Les cinq compétiteurs s’inscrivent ainsi dans la droite ligne des Républicains. Sur son site, le parti liste quelques propositions pour répondre à la crise climatique : « augmenter la part des biocarburants dans le transport routier et [...] le transport aérien », « faire de la France le leader mondial de l’hydrogène » ; « refuser la fermeture des centrales nucléaires, prolonger la durée de vie des réacteurs jusqu’à soixante ans et engager la construction de six EPR », « appliquer un moratoire sur l’éolien terrestre », « instaurer une taxe carbone aux frontières de l’Union européenne ».

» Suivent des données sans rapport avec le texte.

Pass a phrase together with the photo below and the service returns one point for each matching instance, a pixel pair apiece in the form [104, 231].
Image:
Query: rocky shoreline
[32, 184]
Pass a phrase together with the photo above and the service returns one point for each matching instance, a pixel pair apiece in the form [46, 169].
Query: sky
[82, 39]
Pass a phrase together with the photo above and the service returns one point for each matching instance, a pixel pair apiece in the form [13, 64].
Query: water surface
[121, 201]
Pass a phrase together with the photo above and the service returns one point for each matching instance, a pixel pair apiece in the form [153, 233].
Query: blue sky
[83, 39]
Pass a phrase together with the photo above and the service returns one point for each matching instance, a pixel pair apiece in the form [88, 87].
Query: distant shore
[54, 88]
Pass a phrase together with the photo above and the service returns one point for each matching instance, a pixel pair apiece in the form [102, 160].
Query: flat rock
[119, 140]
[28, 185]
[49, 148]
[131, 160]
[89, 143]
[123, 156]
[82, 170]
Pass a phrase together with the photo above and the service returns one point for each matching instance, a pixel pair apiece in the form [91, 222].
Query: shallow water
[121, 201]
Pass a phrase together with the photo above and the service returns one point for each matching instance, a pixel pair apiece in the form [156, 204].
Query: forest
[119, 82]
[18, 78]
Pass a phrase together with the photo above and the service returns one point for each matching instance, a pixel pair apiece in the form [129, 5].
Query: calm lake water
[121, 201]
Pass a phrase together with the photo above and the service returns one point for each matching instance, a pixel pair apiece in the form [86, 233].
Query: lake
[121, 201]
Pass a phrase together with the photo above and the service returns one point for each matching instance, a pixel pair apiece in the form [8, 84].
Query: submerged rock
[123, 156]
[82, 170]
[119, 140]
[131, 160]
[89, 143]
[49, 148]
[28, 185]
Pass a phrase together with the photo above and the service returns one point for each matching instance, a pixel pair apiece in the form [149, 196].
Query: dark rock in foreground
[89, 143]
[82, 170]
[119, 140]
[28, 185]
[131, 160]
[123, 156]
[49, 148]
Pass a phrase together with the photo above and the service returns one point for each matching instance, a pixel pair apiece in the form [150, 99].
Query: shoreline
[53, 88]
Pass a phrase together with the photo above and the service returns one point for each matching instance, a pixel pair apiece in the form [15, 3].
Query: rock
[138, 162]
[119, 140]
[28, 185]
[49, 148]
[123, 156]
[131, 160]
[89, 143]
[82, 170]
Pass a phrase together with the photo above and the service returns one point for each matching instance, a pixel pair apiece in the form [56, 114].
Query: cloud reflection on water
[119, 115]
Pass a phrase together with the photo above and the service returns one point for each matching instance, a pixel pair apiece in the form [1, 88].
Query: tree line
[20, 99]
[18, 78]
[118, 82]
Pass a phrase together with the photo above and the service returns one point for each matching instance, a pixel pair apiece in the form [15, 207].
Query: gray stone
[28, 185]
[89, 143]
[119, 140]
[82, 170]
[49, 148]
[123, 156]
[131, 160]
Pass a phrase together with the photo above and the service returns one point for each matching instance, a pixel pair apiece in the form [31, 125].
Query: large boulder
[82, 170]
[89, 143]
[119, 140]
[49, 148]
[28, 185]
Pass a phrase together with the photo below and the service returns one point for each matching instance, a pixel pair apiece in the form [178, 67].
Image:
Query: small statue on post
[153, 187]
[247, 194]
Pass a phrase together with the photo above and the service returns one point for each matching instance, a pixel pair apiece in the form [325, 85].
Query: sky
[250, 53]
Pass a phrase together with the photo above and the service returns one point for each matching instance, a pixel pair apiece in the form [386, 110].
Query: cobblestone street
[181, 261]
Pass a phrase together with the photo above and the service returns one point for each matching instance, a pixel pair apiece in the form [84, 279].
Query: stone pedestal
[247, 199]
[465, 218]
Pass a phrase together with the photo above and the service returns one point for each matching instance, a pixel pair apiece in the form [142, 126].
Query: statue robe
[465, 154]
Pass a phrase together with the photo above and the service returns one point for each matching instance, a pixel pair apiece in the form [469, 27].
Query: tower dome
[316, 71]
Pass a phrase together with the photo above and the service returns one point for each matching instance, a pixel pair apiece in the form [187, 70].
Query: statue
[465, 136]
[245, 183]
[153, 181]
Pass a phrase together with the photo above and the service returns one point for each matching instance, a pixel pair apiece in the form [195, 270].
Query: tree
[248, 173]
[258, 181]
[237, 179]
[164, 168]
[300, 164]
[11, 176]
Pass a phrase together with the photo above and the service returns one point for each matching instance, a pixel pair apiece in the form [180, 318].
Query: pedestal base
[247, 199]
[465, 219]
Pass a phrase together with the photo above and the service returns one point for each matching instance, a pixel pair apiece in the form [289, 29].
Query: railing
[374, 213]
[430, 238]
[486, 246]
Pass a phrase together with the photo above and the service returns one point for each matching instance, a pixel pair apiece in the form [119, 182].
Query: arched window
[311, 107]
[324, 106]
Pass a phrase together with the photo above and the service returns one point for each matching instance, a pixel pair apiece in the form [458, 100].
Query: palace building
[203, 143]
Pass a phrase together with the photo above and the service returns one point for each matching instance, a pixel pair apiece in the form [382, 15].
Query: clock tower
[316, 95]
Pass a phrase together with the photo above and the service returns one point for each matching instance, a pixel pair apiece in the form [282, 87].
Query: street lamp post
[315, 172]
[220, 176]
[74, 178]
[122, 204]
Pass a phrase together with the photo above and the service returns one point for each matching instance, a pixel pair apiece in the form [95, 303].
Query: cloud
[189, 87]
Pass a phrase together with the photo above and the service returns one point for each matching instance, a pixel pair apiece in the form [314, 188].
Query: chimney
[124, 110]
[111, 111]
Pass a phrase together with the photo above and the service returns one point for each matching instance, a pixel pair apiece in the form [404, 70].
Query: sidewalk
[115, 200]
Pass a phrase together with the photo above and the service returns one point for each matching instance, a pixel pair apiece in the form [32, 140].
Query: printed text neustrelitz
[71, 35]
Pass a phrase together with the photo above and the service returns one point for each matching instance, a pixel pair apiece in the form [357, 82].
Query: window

Poids lourd du parti sarkozyste, le sénateur Bruno Retailleau a publié en octobre un livre poétiquement intitulé Aurons-nous encore de la lumière en hiver, dans lequel il invite ses camarades de droite à se saisir de la question environnementale. « L’écologie a été historiquement portée par notre famille politique, affirme-t-il, du premier ministère de l’Écologie sous Georges Pompidou au Grenelle de l’environnement sous Nicolas Sarkozy, de la création de l’ONF à la première loi de protection de la nature. » Mais selon lui, « l’écologie est devenue en France le prête-nom de tous les délires gauchistes. Quand les dingues de l’écologisme veulent interdire le sapin de Noël, le Tour de France, dégenrer les cours d’école, ou quand Mme [Sandrine] Rousseau rêve d’hommes déconstruits, ils ne font pas de l’écologie, mais de l’idéologie. C’est une nouvelle religion. »

Sur le terrain, cette « écologie du réel » vantée par le sénateur vendéen se résume bien souvent au triptyque « voiture, chasse et haro contre les écolos ». Le conseil régional des Hauts-de-France, dirigé par Xavier Bertrand, a ainsi réduit drastiquement les subventions aux associations écologistes locales, afin de satisfaire les chasseurs, soutiens de la première heure du président de région. En Île-de-France, le bilan environnemental de Valérie Pécresse n’est pas non plus glorieux : la région est à la traîne concernant l’agriculture biologique et la rénovation basse consommation des bâtiments ; elle est aussi la moins vertueuse concernant la production d’énergies renouvelables et l’artificialisation des sols.

S’il n’y a pas eu de sondage sur la primaire à proprement parler, les intentions de vote au premier tour de la présidentielle affichent Xavier Bertrand comme celui étant en mesure de récolter le plus de voix (14 %, Harris Interactive du 30 novembre), devant Valérie Pécresse (11 %) et Michel Barnier (10 %).